Владимир, сей разоритель вертограда Божьего, сей волк, похищающий лучших овец нашего стада, сильно теснил в Херсонесе стратега Феофила. Десятки цветущих селений были разрушены, а Херсонес, богатейший город, владеющий такими быстроходными кораблями, такими обильными солеварнями и рыбными промыслами, изнывал в осаде. Только что были получены сведения, что руссы решили перекопать акведук, чтобы лишить осажденных питьевой воды. Было необходимо, не мешкая, подать Херсонесу руку помощи, а почти весь ромейский флот перешел на сторону Варды Склира, подкупленный его золотом. Но Василий все-таки решил снарядить оставшиеся верными корабли и отправить их в Готию. Согласно его плану, флот должен был прорваться в херсонскую гавань и доставить туда припасы первой необходимости, оружие и некоторое число воинов. Во главе этого рискованного предприятия он поставил меня.
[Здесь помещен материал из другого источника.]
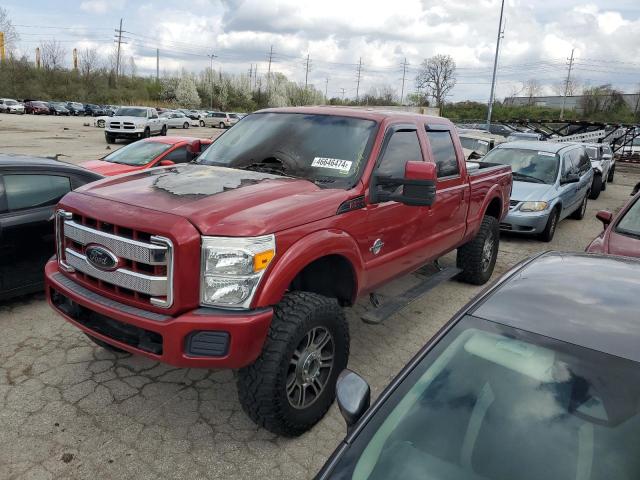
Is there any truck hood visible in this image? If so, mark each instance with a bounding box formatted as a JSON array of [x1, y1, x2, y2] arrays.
[[77, 164, 357, 237], [80, 160, 141, 177], [511, 180, 553, 202]]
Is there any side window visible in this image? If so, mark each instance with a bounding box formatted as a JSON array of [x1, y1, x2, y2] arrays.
[[163, 146, 191, 163], [4, 175, 71, 212], [378, 130, 422, 178], [427, 131, 460, 178]]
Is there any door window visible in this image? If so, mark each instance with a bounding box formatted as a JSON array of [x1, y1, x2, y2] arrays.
[[427, 131, 460, 178], [378, 130, 422, 178], [163, 146, 191, 163], [4, 175, 71, 212]]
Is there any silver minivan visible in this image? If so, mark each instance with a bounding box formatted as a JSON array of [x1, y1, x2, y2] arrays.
[[482, 141, 593, 242]]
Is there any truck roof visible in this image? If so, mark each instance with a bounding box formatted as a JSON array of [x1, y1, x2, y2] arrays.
[[255, 105, 453, 128]]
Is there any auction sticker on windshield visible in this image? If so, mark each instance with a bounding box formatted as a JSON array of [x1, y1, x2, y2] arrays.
[[311, 157, 353, 173]]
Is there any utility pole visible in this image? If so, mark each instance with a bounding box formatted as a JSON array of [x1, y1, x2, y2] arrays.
[[267, 45, 273, 98], [116, 19, 122, 83], [487, 0, 504, 130], [400, 57, 409, 105], [560, 48, 575, 120], [356, 57, 362, 103], [207, 53, 216, 110], [304, 53, 309, 91]]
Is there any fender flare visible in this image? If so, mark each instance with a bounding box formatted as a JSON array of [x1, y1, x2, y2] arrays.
[[254, 230, 364, 308]]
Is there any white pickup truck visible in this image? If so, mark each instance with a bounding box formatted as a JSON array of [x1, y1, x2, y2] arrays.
[[104, 107, 167, 143]]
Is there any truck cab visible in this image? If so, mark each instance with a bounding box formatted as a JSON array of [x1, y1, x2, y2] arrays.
[[46, 107, 512, 435]]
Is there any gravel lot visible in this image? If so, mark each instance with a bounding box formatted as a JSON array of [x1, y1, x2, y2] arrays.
[[0, 115, 640, 479]]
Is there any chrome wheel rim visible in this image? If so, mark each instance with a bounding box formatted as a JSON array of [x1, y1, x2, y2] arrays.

Тут же была совершена моя хиротония, наспех, с сокращенным церемониалом. В соседних залах, полных сановниками, стоял глухой ропот голосов. Там ожидали с нетерпением появления базилевса.

– Логофет! – сказал благочестивый.

Логофет подошел, сложив руки, склоняясь в смиренном поклоне.

– Подведи ко мне спафария Ираклия!

В висках у меня застучало. Я приблизился, упал на колени, припал к пурпуровым башмакам, украшенным жемчужными крестиками. Щеку оцарапало золотое шитье дивитиссия. Базилевс накрыл меня, как на исповеди священник, парчовой хламидой, и в золотой тесноте я обонял запах священных одежд, пахнущих металлом и фимиамом. Благочестивый возложил на мою голову сухие костлявые руки и произнес:

– Во имя Отца и Сына и Святого Духа… Властью, данной мне от Бога, посвящает тебя моя царственность в друнгарии ромейского флота и патриции. Встань, патриций Ираклий!.. Аксиос!

– Аксиос! Аксиос! – хором нестройных голосов повторили присутствующие.

Шествие продолжалось. По новому моему званию мне надлежало находиться в Оноподе, чтобы приветствовать там благочестивого с оруженосцами и драконариями. Папий сам повел меня по бесконечным лестницам и переходам, сокращал путь. В моих ушах звенело: «Аксиос! Аксиос!..»

Мы торопились, и толстенький Роман задыхался на винтовых лестницах. У меня была одна мысль – как бы не опоздать. Папий тоже волновался. Но вдруг мы услышали в одной из зал женский смех. Роман в изумлении остановился и раскрыл рыбий рот. По мраморному полу к нам навстречу бежал черный пушистый котенок, задрав хвостик, играя лапкой с золотым шариком. За ним гнались с радостными восклицаниями две девушки. На одной из них было пурпурное одеяние, присвоенное только рожденным в Порфире – императорском дворце. Другая была прислужница.

– Госпожа! – в ужасе всплеснул ручками евнух.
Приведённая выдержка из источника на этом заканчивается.